É possível, excepcionalmente, a autorização para o cultivo de Cannabis Sativa com finalidade estritamente medicinal. A Turma concedeu salvo-conduto para assegurar aos impetrantes a possibilidade de manterem, em casa, plantação de maconha para fins medicinais, sem risco de prisão. Conforme consta dos autos, a filha dos impetrantes, adolescente de dezessete anos, por ser portadora de Síndrome de Silver-Russel e hemiparesia distônica à direita, desenvolveu quadro clínico de dores crônicas, espasmos e inúmeras convulsões diárias.

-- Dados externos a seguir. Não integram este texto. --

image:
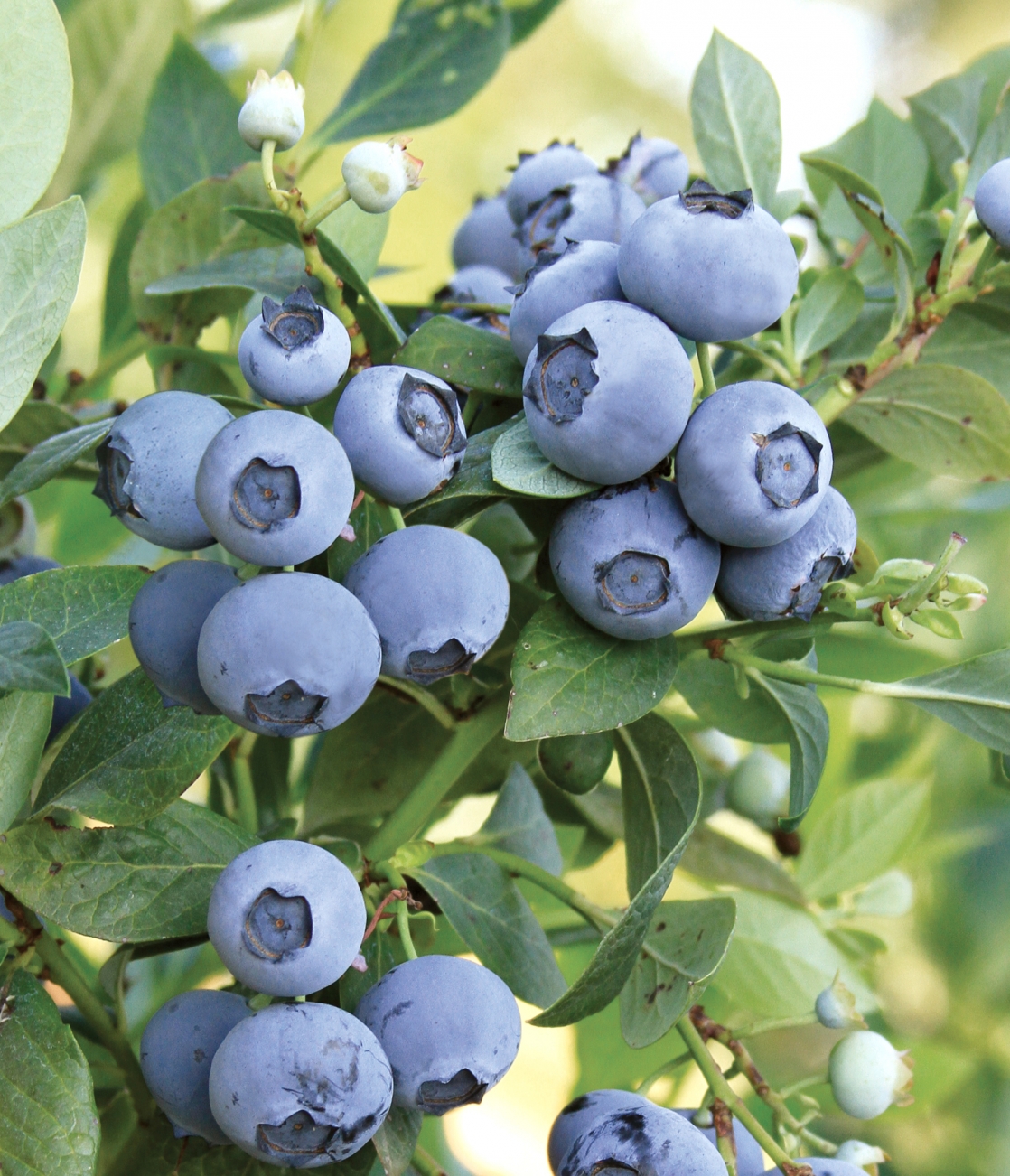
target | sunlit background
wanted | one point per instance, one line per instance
(596, 72)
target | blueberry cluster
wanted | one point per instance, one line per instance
(304, 1083)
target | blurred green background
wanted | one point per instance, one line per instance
(597, 70)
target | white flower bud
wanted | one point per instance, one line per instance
(273, 109)
(378, 174)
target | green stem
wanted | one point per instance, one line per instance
(66, 975)
(467, 742)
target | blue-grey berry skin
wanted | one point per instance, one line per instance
(300, 1086)
(560, 283)
(486, 238)
(580, 1115)
(631, 563)
(993, 202)
(708, 275)
(288, 654)
(175, 1054)
(749, 1160)
(650, 1141)
(538, 175)
(285, 918)
(655, 168)
(148, 467)
(402, 432)
(607, 392)
(787, 579)
(596, 209)
(439, 600)
(753, 463)
(449, 1028)
(164, 621)
(274, 488)
(299, 375)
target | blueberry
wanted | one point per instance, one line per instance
(596, 209)
(655, 168)
(402, 431)
(276, 488)
(607, 392)
(300, 1086)
(439, 600)
(175, 1054)
(760, 788)
(164, 621)
(295, 353)
(288, 654)
(575, 762)
(749, 1160)
(560, 283)
(584, 1113)
(712, 266)
(993, 202)
(449, 1027)
(486, 238)
(753, 463)
(148, 467)
(631, 563)
(647, 1141)
(538, 174)
(787, 579)
(285, 918)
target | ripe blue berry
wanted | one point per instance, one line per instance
(712, 266)
(164, 621)
(295, 353)
(449, 1028)
(175, 1054)
(288, 654)
(148, 467)
(753, 463)
(439, 600)
(631, 563)
(607, 392)
(300, 1086)
(787, 579)
(285, 918)
(274, 488)
(402, 431)
(558, 283)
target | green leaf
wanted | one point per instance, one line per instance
(30, 660)
(191, 127)
(469, 358)
(131, 756)
(519, 826)
(117, 50)
(486, 910)
(862, 835)
(82, 610)
(145, 882)
(40, 265)
(947, 117)
(436, 57)
(940, 419)
(735, 120)
(51, 458)
(519, 467)
(49, 1122)
(569, 678)
(24, 723)
(686, 945)
(621, 946)
(833, 304)
(35, 97)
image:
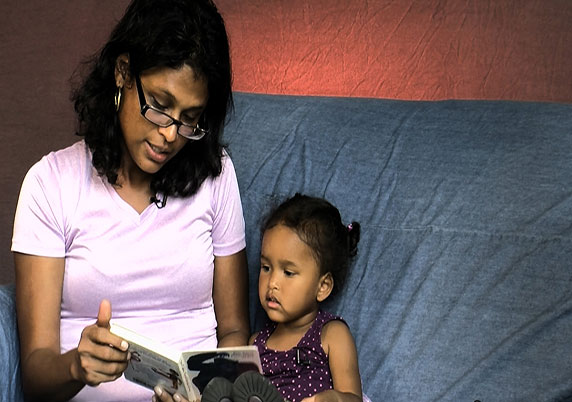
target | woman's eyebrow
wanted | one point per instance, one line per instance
(173, 100)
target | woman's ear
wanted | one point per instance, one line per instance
(121, 70)
(325, 287)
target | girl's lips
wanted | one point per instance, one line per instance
(272, 303)
(156, 154)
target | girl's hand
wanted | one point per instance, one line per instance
(101, 356)
(163, 396)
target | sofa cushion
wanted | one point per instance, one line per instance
(10, 385)
(461, 289)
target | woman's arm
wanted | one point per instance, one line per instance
(46, 373)
(339, 345)
(230, 297)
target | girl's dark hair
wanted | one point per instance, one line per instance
(318, 224)
(160, 33)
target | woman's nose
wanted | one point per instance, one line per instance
(169, 133)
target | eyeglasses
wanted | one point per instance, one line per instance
(157, 117)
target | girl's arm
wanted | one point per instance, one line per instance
(339, 345)
(46, 373)
(230, 297)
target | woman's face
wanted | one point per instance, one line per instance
(178, 93)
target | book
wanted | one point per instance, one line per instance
(186, 372)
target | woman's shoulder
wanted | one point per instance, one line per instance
(62, 167)
(70, 158)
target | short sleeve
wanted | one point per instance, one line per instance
(228, 224)
(38, 223)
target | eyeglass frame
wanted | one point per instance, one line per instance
(145, 107)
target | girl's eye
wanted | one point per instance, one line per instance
(157, 105)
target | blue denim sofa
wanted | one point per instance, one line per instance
(462, 286)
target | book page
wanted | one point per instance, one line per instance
(151, 363)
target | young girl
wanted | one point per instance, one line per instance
(307, 353)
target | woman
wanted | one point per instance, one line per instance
(141, 220)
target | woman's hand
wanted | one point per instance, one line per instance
(163, 396)
(101, 356)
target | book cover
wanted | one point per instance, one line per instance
(153, 363)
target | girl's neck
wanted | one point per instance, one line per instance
(286, 335)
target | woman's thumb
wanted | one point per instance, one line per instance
(104, 314)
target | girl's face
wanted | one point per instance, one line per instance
(290, 285)
(178, 93)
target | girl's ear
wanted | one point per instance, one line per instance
(325, 287)
(121, 70)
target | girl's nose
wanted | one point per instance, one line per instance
(273, 282)
(170, 133)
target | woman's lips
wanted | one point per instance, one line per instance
(157, 154)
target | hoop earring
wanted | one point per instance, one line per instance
(117, 99)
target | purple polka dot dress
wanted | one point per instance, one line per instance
(303, 370)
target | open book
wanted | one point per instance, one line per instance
(187, 373)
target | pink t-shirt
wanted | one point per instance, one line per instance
(156, 267)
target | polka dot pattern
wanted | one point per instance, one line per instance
(302, 371)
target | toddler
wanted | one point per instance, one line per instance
(307, 354)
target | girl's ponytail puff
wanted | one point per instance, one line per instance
(353, 237)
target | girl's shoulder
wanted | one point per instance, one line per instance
(336, 333)
(252, 338)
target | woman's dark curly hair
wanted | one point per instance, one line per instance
(160, 33)
(318, 224)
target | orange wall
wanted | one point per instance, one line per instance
(432, 49)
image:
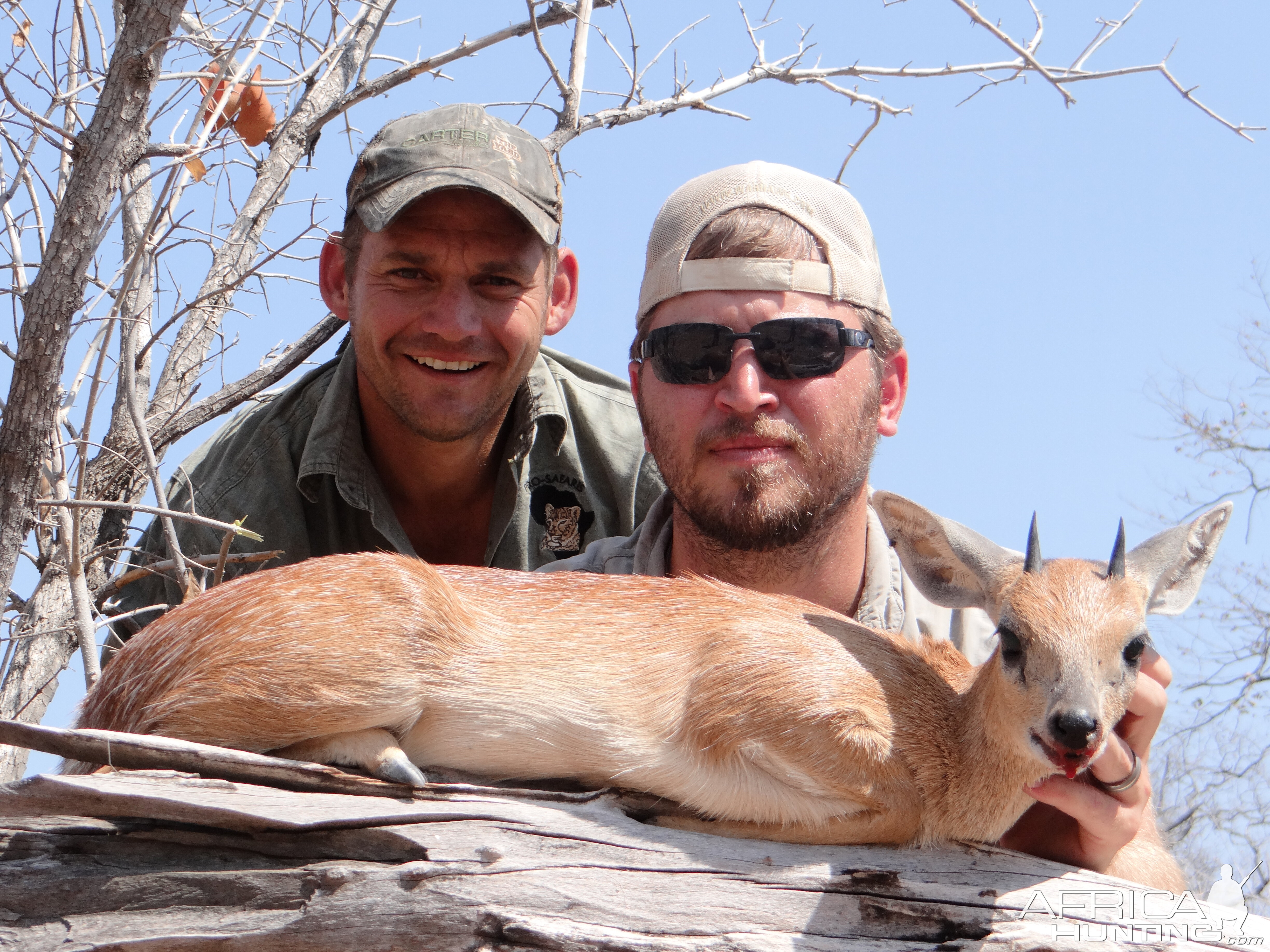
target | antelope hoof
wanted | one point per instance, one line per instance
(397, 768)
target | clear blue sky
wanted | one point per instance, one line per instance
(1047, 264)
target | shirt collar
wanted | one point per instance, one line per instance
(538, 403)
(882, 604)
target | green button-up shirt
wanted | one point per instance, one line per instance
(295, 466)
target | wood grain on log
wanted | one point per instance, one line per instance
(164, 861)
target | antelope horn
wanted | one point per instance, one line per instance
(1116, 567)
(1032, 564)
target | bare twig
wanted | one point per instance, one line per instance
(155, 511)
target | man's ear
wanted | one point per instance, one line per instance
(1173, 563)
(895, 389)
(332, 277)
(952, 565)
(564, 292)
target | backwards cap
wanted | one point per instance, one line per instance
(821, 206)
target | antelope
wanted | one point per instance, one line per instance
(766, 715)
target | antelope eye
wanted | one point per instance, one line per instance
(1011, 649)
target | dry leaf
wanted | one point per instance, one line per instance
(232, 101)
(256, 118)
(194, 587)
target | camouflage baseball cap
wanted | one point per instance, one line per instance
(455, 146)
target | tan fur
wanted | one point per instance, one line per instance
(770, 715)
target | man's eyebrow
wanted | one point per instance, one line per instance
(508, 266)
(502, 266)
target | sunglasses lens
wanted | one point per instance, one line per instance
(797, 348)
(691, 353)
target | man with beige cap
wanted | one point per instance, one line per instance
(765, 367)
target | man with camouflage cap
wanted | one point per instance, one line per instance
(441, 430)
(765, 367)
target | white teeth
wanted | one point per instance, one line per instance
(447, 365)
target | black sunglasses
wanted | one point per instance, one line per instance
(788, 348)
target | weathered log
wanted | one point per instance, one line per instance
(159, 860)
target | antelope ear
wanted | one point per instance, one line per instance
(1173, 564)
(952, 565)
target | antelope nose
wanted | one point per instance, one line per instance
(1072, 729)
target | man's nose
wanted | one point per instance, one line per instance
(746, 390)
(453, 313)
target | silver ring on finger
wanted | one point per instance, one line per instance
(1122, 786)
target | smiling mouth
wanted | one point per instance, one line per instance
(451, 366)
(1070, 762)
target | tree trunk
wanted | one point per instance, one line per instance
(158, 860)
(115, 140)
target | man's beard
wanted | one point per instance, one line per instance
(774, 507)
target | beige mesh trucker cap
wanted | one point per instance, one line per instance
(455, 146)
(822, 207)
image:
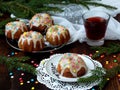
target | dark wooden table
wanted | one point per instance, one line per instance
(29, 81)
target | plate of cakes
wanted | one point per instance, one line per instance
(62, 71)
(69, 67)
(42, 33)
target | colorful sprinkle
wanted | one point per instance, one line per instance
(28, 81)
(32, 88)
(102, 56)
(108, 78)
(32, 80)
(119, 75)
(21, 83)
(114, 56)
(107, 62)
(114, 60)
(97, 51)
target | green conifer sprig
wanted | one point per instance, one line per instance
(109, 49)
(100, 75)
(15, 62)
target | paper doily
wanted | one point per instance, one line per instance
(54, 84)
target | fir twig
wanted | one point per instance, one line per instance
(100, 74)
(15, 62)
(109, 49)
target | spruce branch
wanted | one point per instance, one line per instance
(100, 75)
(15, 62)
(109, 49)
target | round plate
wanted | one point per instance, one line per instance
(51, 66)
(48, 48)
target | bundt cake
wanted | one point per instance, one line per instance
(71, 65)
(40, 22)
(31, 41)
(13, 30)
(57, 35)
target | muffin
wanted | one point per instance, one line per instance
(13, 30)
(57, 35)
(31, 41)
(71, 65)
(40, 22)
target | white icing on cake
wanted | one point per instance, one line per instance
(41, 19)
(56, 30)
(73, 62)
(32, 35)
(13, 27)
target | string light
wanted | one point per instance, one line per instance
(107, 62)
(114, 60)
(102, 56)
(32, 88)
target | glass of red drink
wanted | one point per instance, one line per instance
(95, 23)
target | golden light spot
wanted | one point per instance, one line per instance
(108, 78)
(74, 71)
(107, 62)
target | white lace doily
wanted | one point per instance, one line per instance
(54, 84)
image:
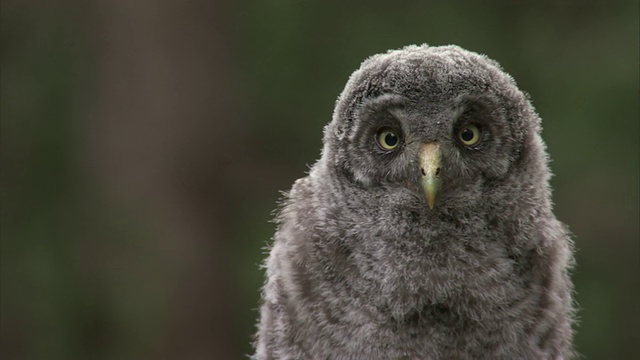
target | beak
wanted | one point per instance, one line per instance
(430, 171)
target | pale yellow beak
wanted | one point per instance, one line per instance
(430, 171)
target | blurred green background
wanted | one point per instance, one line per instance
(144, 144)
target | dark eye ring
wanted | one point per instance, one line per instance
(470, 135)
(387, 138)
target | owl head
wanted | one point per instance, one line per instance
(443, 128)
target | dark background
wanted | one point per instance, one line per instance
(144, 144)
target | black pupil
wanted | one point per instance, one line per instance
(391, 139)
(466, 135)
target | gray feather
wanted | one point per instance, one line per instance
(362, 268)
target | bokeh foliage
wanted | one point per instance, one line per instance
(143, 145)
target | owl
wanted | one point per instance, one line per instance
(425, 230)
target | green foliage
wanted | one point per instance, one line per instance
(65, 240)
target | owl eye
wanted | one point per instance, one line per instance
(387, 138)
(469, 135)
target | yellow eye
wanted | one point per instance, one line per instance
(469, 135)
(387, 138)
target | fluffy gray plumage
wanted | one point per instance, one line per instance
(362, 267)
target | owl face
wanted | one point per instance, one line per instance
(435, 130)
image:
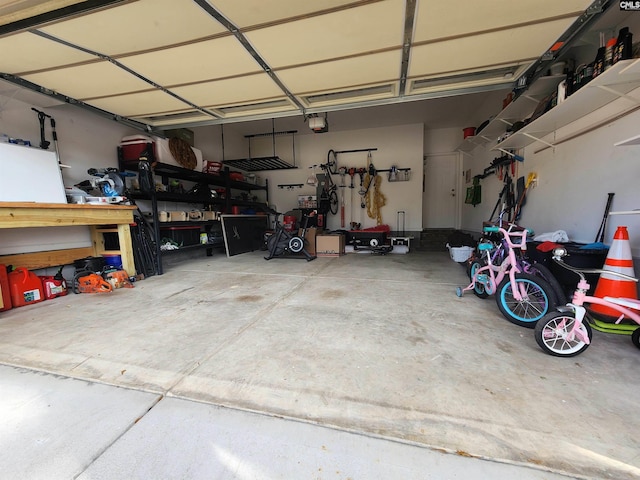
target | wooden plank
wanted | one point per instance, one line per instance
(19, 215)
(51, 258)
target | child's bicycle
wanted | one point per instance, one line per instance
(522, 298)
(498, 250)
(564, 333)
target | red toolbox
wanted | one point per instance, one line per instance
(133, 146)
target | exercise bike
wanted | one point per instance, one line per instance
(285, 244)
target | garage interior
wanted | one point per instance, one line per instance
(375, 347)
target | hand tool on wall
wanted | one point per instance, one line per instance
(603, 224)
(362, 192)
(522, 198)
(352, 172)
(44, 144)
(343, 172)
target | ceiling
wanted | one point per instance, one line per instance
(168, 63)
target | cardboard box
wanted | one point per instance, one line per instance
(330, 245)
(177, 216)
(210, 215)
(310, 237)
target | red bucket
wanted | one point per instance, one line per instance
(289, 223)
(469, 131)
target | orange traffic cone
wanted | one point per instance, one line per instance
(618, 260)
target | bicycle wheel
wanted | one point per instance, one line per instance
(552, 334)
(543, 272)
(333, 202)
(276, 244)
(536, 302)
(480, 287)
(296, 244)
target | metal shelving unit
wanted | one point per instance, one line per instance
(616, 82)
(168, 172)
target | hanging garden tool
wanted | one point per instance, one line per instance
(362, 192)
(376, 200)
(342, 171)
(352, 172)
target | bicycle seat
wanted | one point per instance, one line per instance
(625, 302)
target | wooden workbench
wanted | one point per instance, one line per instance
(100, 218)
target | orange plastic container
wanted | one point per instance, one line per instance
(25, 286)
(5, 292)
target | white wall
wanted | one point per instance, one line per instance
(85, 140)
(574, 180)
(401, 146)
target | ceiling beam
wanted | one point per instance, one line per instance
(78, 8)
(409, 18)
(249, 48)
(72, 101)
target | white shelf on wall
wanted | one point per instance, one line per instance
(618, 81)
(629, 141)
(518, 110)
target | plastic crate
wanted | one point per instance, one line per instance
(460, 254)
(183, 235)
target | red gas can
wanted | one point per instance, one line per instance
(54, 286)
(25, 286)
(5, 292)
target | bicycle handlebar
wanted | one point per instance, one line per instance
(579, 271)
(508, 234)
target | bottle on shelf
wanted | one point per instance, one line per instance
(624, 45)
(598, 63)
(608, 53)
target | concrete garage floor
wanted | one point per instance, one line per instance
(354, 367)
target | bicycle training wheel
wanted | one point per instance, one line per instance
(553, 335)
(537, 301)
(479, 287)
(333, 202)
(543, 272)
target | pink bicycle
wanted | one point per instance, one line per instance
(564, 333)
(522, 298)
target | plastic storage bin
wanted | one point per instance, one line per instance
(460, 254)
(183, 236)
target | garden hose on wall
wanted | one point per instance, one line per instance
(374, 198)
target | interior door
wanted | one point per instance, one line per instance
(440, 199)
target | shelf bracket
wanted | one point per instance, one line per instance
(619, 94)
(511, 154)
(538, 140)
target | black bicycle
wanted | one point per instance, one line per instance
(285, 244)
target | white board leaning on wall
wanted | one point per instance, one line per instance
(29, 174)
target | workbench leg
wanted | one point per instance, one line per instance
(126, 250)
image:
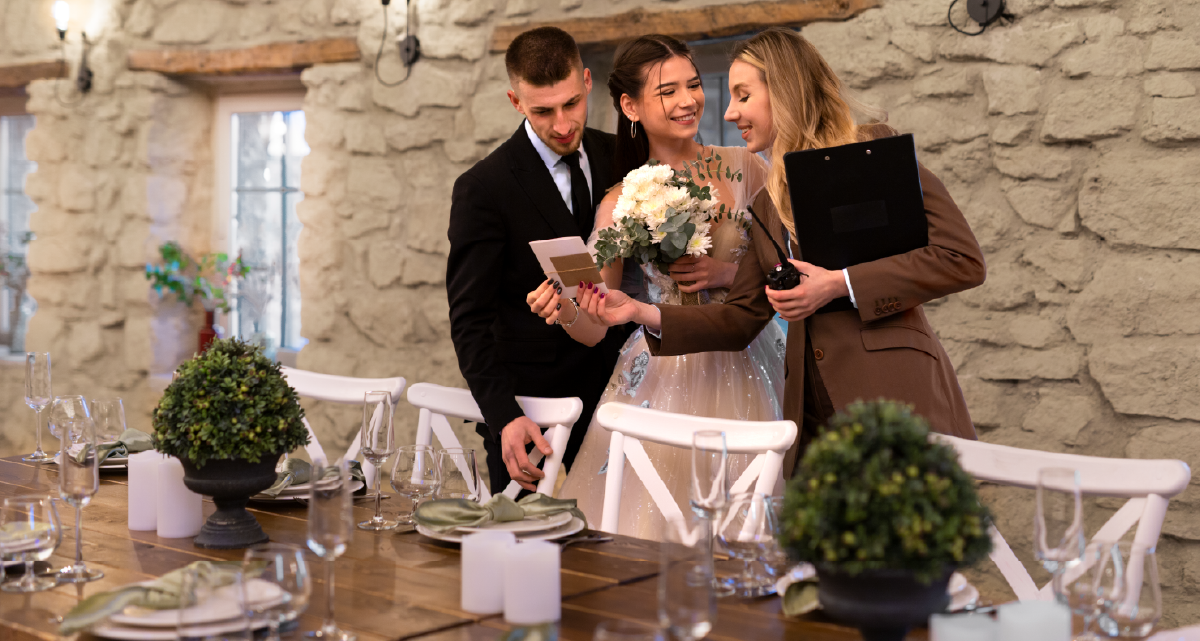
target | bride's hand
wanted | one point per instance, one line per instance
(703, 273)
(545, 300)
(612, 309)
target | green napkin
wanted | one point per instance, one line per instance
(445, 514)
(130, 442)
(299, 472)
(162, 593)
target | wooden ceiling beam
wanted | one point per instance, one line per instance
(263, 59)
(18, 76)
(690, 24)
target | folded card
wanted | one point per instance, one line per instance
(568, 261)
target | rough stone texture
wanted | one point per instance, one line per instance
(1068, 138)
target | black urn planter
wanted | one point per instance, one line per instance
(231, 483)
(882, 604)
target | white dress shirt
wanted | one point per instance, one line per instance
(558, 169)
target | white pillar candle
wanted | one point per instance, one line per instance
(532, 583)
(483, 571)
(1033, 621)
(144, 490)
(963, 628)
(180, 514)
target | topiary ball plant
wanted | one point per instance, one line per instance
(873, 492)
(229, 402)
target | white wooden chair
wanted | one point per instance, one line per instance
(437, 402)
(1147, 484)
(631, 424)
(339, 389)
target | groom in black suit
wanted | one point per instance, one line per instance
(544, 183)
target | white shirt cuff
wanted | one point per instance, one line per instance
(845, 274)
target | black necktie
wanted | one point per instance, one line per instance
(581, 198)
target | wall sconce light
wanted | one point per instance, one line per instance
(61, 11)
(409, 47)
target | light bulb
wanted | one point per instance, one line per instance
(61, 16)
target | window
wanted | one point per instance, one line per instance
(16, 305)
(259, 147)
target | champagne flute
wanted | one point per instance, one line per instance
(78, 473)
(1059, 522)
(378, 441)
(29, 531)
(330, 529)
(1137, 605)
(37, 396)
(414, 474)
(281, 568)
(457, 474)
(687, 600)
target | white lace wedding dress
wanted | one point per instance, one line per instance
(747, 385)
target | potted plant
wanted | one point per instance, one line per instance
(886, 516)
(207, 277)
(228, 417)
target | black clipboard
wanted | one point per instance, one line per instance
(856, 203)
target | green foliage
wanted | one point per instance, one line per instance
(189, 277)
(228, 402)
(873, 492)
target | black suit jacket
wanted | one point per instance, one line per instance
(504, 349)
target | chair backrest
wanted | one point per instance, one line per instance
(631, 424)
(339, 389)
(437, 402)
(1149, 484)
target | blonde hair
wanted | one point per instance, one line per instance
(809, 107)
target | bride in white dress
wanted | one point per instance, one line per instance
(657, 90)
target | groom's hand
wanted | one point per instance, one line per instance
(513, 442)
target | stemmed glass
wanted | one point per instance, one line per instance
(29, 531)
(283, 567)
(78, 473)
(1137, 604)
(378, 443)
(37, 396)
(414, 474)
(330, 529)
(457, 474)
(1059, 525)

Após tentativas frustradas com remédios convencionais, o médico neurologista responsável pelo tratamento prescreveu medicamentos com princípios ativos derivados da Cannabis Sativa, com os quais, depois de autorizada a importação pela ANVISA, foi obtida significativa melhora no estado de saúde da jovem. Em virtude da grande dificuldade para a obtenção desses remédios, a família passou a cultivar a planta em casa. De início, os Desembargadores ressaltaram que há vastas pesquisas internacionais que reconhecem as propriedades antiepiléticas da droga e a recomendam como alternativa viável e segura para casos de crises refratárias às terapias usuais. Quanto à conduta dos pais, reputaram configurado o estado de necessidade como excludente de ilicitude, na medida em que cultivam a planta com o estrito propósito de debelar grave enfermidade da filha. Em relação à existência de autorização para importar o medicamento, salientaram que o processo é excessivamente caro, lento, burocrático e incapaz de satisfazer às necessidades do tratamento. Desse modo, como o Estado ainda não oferece recursos necessários para garantir uma vida digna à adolescente, os Magistrados concluíram que, excepcionalmente, deve ser assegurada a medida requerida com o devido controle dos órgãos competentes.

O número deste acórdão não pode ser divulgado em razão de o processo tramitar em segredo de justiça.